Sure, he went to the National Baseball Hall of Fame in Cooperstown, N.Y., the basketball hall in Springfield, Mass., and the Kentucky Derby museum at Churchill Downs in Louisville. But he also drove down the Baltimore-Washington Parkway to study the Holocaust and Spy museums in Washington. He went to a number of Civil War museums.

"Our goal is that we are trying to build America's top sports museum," Gibbons said, which meant finding ways to try to set it apart.

In a few days, Gibbons should get a sense of how successful he's been. Contractors are scurrying to complete the exhibits -- Gibbons calls them sets -- for the $16 million project's May 14 opening day. Saturday's Preakness Parade will end at the museum's front doors, and dignitaries will cut the ribbon on the 22,000-square-foot facility, housed in historic Camden Station.

Sports Legends has been a dream of Gibbons' since 1983, when he became executive director of the Babe Ruth Birthplace & Museum, located in an Emory Street rowhouse a few blocks away.

The museum got the rights to develop the nearly 150-year-old station, which is owned by the Maryland Stadium Authority, in 1995. But various difficulties stalled the project until 2002. The stadium authority is financing the reconstruction of the station, at a cost of $8.5 million. Gibbons has raised about $6.5 million from private donations -- including $1 million from Orioles owner Peter Angelos -- but still needs to raise another $1 million.

Sports Legends will occupy the basement and first floor of the old train station. The stadium authority is seeking a compatible tenant for the top two floors.

Gibbons thinks it was worth the wait.

"We have a great location, we have a great building, and we have Johnny Unitas and Babe Ruth and Cal Ripken and Ray Lewis," he said. "That ain't bad."

First exhibit on women

Visitors will enter the museum's lobby and buy their tickets at an old-style train station ticket window. They will then board a replica of a B&O Railroad car -- painted in the B&O's colors of blue and light green -- that will seem to rumble as scenery passes by the windows.

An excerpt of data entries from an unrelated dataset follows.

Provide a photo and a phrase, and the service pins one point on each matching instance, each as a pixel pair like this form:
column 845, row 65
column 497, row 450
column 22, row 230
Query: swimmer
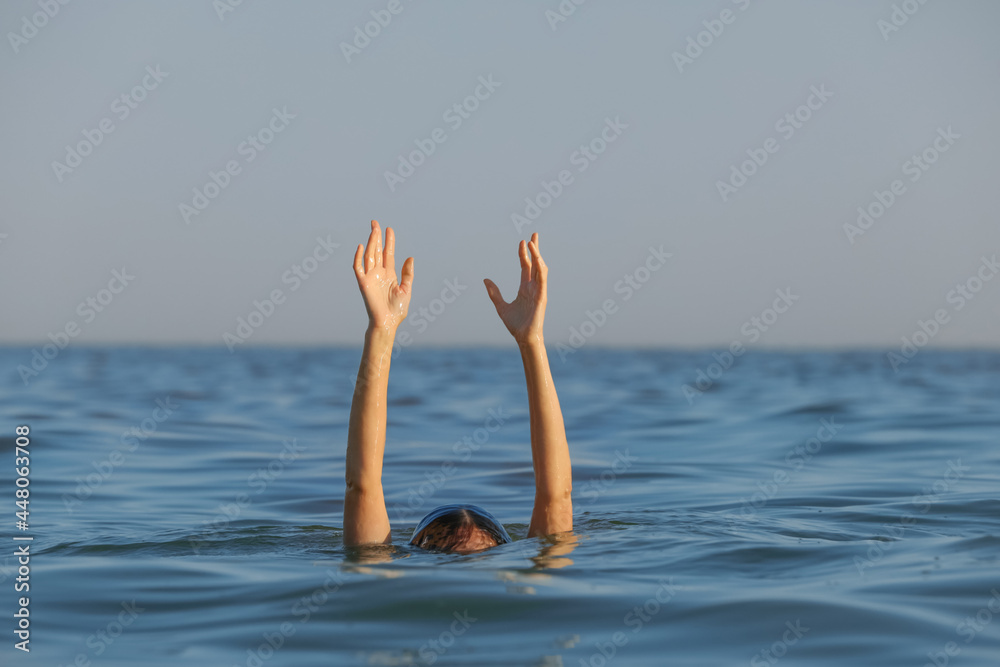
column 451, row 528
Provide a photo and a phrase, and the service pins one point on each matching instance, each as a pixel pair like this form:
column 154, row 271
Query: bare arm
column 387, row 302
column 524, row 318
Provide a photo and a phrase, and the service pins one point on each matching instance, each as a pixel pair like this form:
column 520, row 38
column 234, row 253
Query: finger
column 389, row 255
column 538, row 268
column 373, row 242
column 359, row 259
column 494, row 293
column 407, row 283
column 522, row 253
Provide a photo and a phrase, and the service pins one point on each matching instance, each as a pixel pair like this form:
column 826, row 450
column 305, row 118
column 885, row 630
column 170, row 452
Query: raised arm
column 524, row 317
column 365, row 518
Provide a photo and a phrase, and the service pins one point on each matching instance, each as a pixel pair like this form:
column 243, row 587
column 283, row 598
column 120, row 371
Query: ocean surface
column 804, row 509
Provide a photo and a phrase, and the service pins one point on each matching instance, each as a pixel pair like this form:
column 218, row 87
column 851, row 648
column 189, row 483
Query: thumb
column 494, row 293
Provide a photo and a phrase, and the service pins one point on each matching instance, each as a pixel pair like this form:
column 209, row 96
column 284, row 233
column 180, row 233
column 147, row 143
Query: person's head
column 459, row 529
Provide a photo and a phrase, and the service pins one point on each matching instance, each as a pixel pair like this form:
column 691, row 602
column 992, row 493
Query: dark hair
column 449, row 526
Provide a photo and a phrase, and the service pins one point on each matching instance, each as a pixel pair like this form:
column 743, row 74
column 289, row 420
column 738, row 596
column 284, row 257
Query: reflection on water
column 701, row 530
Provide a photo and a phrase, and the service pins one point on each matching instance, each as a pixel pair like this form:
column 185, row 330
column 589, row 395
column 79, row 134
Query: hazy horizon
column 681, row 190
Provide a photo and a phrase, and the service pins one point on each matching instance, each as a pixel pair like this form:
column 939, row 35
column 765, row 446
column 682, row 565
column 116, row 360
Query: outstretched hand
column 386, row 299
column 525, row 315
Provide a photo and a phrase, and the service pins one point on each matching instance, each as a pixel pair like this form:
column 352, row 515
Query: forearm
column 549, row 449
column 365, row 518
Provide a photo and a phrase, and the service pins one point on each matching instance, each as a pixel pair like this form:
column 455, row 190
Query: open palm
column 386, row 299
column 525, row 315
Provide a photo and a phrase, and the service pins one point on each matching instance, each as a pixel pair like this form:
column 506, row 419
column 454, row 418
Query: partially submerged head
column 459, row 529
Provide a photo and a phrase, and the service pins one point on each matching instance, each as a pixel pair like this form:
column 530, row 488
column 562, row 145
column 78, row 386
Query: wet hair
column 457, row 527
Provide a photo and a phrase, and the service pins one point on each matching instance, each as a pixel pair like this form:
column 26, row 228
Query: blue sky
column 213, row 157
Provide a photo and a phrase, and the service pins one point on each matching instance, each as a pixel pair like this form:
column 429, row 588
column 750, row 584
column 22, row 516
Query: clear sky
column 738, row 137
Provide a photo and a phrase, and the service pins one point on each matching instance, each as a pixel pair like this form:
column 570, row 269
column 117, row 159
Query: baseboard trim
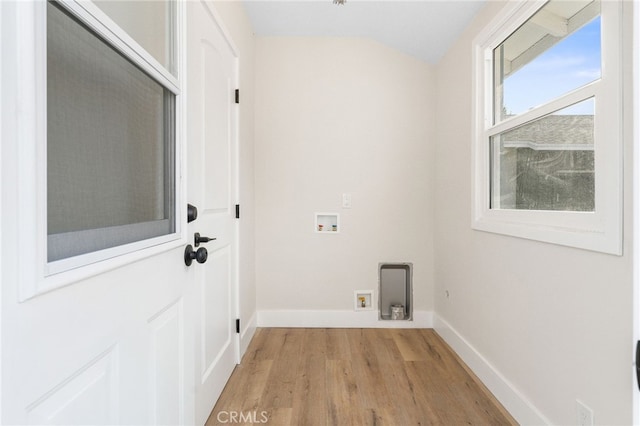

Camden Station is the second-oldest train station still standing in the United States (the oldest is in Ellicott City). In addition to celebrating Maryland's sports history, Gibbons said, the museum honors its building's rail heritage.

"One of our missions is to let this building speak to its history," he said.

The first exhibit is a temporary one and will honor Maryland women in sports. It will be narrated by University of Maryland alumna Bonnie Bernstein of CBS Sports and will feature displays on, among others, Terps athletic director Debbie Yow and 1976 Olympic gold-medal figure skater Dorothy Hamill, a Baltimore resident.

From there, visitors will go on to the permanent exhibits. The first celebrates Baltimore-born Ruth and will have artifacts such as the extra-large kimono that was presented to him when he visited Japan in 1934.

The next area is "nine innings of Orioles baseball," and takes visitors from the team's beginnings, through old Oriole Park (which will appear to burn down in the museum the same way it burned down in 1944), through the Memorial Stadium years and to the present.

Displays will include Brooks Robinson's locker from Memorial Stadium, the "2131" banners that hung on the old B&O warehouse when Ripken surpassed Lou Gehrig's consecutive-games streak, and the plastic champagne glasses that Ripken and his wife drank milk from to celebrate the shortstop's 1991 American League MVP award.

"One of the things that we think is very important for our museum -- or any museum -- is to bring real stuff to the public," Gibbons said.

"We realize that one of our primary markets here is youngsters," he said. "We've got to please them, or this ain't going to happen correctly. We want to wow and dazzle them as much as we can."

Negro Leagues history

The tour then moves to the building's basement, which had dirt floors and low ceilings when museum construction began. Some 22 inches of dirt had to be dug out by hand and carried out of the station to lower the floor enough to allow patrons to walk through.

The first exhibit in the basement celebrates Baltimore's Negro Leagues history, with a re-creation of the hotel room that the late Sam Lacy, a sportswriter with Baltimore's Afro-American newspaper, shared with Jackie Robinson when Robinson broke the major league color barrier in 1947. There's also a streetscape from Pennsylvania and North avenues from the 1930s and 1940s showing the importance of baseball to black culture at the time.

After exhibits featuring minor league and amateur baseball, the state's other sports get their due.